А во все остальное время, я часто ощущаю себя этакой Сарой Коннор. Смотрела я и «Терминатор», и «Терминатор-2» — а вот третью часть бросила где-то на половине, поскольку вся она не стоит режиссерской концовки второго фильма. Где Сара Коннор, уже старая, сидит и рассуждает о ценности человеческой жизни, завязывает шнурки маленькой внучке. А вот я своих внуков увижу, доживу сама, и доживут ли мои дети? Будущее не предопределено — и что ждет нас там? Заглядывая в бездну, я чувствую страх — а еще, как Ольга из еще одной книжки будущанцев, за авторством какого-то украинца Кононюка, я просто физически ощущаю, что решительно каждый день, проведенный в бездействии — это тысячи и тысячи потерянных жизней. Как убитых — так и просто не появившихся на свет. «Слышу голос, голос спрашивает строго: а сегодня — что для завтра сделал я?».
— Солнышко! — обратился ко мне мой Адмирал (ох, как мне приятно, когда он так меня называет!) — что-то ты расстроена. Сегодня у тебя было совещание с нашим камрадом Пономаренко, шоб он так был здоров, как моя теща больна — а еще, Смоленцев мне сказал, что приходил Кунцевич, и они вспоминали минувшие дни, то есть разговор шел о дальневосточной баталии, слава богу, успешно завершившейся — зная обоих, вот не поверю, что кто-то мог намеренно тебя задеть! Ну а Пантелеймон Кондратьевич, он конечно, резковат бывает, но тебя очень уважает и ценит. Так что же случилось?
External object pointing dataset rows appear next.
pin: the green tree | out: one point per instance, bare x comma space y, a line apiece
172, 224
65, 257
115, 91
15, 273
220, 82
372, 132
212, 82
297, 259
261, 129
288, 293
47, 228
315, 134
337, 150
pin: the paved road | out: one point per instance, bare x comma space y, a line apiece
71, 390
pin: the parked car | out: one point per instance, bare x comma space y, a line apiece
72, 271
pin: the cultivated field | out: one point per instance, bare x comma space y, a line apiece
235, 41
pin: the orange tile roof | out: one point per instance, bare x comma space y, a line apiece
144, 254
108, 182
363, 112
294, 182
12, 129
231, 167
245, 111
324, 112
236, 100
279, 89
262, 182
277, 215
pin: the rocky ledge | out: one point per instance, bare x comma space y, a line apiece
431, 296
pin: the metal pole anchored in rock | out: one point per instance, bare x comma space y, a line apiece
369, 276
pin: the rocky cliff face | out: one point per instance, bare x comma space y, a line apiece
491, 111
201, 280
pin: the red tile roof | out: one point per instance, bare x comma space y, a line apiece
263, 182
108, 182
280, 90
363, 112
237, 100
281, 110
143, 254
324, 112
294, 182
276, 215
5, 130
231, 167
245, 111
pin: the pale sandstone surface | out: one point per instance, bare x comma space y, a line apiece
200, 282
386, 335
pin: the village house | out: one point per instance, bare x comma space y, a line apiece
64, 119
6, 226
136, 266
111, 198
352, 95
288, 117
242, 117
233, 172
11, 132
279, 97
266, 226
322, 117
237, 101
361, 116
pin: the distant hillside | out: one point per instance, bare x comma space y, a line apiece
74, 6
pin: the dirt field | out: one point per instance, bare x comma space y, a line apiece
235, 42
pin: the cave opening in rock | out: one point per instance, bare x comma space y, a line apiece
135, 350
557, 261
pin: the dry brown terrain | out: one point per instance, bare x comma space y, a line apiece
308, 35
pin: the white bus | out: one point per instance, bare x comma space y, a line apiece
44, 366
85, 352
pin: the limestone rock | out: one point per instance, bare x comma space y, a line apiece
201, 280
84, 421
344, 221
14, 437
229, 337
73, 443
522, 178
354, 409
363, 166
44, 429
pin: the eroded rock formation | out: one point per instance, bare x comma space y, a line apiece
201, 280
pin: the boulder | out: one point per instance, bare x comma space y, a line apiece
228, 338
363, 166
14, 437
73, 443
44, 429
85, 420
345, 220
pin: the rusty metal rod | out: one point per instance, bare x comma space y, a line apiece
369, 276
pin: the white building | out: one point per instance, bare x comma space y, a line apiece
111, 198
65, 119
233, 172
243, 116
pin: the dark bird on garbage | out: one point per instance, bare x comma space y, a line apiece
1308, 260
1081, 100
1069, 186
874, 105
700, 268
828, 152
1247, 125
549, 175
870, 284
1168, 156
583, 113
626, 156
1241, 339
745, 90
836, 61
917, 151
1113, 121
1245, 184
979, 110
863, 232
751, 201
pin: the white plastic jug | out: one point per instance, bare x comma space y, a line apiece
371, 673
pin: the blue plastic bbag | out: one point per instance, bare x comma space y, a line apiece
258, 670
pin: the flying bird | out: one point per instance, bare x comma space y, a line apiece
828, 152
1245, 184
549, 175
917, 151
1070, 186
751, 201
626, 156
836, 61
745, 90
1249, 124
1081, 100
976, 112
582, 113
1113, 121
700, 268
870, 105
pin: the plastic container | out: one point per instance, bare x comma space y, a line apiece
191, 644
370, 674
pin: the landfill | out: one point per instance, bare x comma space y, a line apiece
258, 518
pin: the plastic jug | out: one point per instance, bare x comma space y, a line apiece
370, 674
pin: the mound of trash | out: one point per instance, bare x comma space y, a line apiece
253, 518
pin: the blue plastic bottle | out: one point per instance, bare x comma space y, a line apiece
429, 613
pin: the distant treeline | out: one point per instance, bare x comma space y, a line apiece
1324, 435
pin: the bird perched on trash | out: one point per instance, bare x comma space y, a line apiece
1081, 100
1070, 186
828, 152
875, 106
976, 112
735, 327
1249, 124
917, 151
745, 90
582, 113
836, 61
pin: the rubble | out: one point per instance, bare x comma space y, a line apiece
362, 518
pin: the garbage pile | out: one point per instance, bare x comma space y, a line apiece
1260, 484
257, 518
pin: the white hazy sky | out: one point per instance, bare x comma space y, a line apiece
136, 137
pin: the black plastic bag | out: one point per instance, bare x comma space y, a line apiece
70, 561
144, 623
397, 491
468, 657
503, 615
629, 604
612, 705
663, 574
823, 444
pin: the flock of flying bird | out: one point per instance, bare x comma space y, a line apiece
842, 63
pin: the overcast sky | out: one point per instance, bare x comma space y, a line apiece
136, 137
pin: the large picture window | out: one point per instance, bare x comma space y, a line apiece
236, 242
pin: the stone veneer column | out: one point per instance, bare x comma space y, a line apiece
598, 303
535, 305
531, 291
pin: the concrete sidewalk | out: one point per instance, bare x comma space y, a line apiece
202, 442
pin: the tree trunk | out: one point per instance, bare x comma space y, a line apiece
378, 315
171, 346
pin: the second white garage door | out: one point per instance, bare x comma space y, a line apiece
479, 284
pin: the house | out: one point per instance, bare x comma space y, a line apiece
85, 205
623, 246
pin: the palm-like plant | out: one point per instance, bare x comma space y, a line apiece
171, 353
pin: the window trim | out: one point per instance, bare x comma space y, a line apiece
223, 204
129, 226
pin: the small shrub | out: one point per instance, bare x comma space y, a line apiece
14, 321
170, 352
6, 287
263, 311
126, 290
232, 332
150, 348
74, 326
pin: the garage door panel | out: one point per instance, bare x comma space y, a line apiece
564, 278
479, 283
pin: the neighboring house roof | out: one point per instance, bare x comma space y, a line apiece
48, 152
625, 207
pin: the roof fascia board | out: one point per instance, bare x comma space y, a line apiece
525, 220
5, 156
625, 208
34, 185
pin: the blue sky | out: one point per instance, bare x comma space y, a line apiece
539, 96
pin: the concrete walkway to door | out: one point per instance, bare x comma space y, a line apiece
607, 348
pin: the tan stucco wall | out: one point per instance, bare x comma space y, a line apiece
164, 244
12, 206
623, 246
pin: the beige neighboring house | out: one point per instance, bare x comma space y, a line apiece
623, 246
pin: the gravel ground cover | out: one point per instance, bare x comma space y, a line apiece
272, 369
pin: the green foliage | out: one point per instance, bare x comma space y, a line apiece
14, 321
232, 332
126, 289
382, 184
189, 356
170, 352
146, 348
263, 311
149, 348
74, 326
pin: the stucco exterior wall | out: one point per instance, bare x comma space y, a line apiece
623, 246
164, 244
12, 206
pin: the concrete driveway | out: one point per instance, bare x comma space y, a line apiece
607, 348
Ой, ну только трубки в руке у Михаила Петровича не хватает! Нет, не в подражание товарищу Сталину (который, кстати, курить бросил) — кажется, мой Адмирал, пусть и неосознанно, копирует Василия Ливанова. Замечательного, между прочим, советского киноактера. Он и сам, наверное, мог бы быть сыщиком — иначе не смог бы так гениально сыграть Холмса. Вот постараюсь после, чтобы эти фильмы выпустили и на наш экран!
— Понимает. шь, — до сих пор иногда оговариваюсь я, — вас иногда привлекают как консультантов по разным вопросам. У вас, как бы это сказать, голова чуточку иначе работает.
— Ну да, — Адмирал понимающе кивает, — наши орлы из-за этого частенько видят то, что ваши дуболомы не замечают.
— А иногда, совсем наоборот, — говорю я — вы предлагаете совершенно чудовищные вещи. Абсолютно немыслимые, аморальные. Этот ваш Скунс — я просто понять его не могу. То он свой, милый наш парень Валька Кунцевич. То вдруг, больной на голову убийца и маньяк, его послушать, что он предлагал сделать с населением Польши и Западной Украины — знаю, что они бандеровцы, но так же нельзя, не разбирая, всех! Мне кажется, он еще и язычник, не верит ни в бога ни в черта — и абсолютно не советский человек, а этакий американский ковбой. А что говорит по — русски и родиной считает нашу страну — так это случайность. Родился бы в США — был бы патриотом США.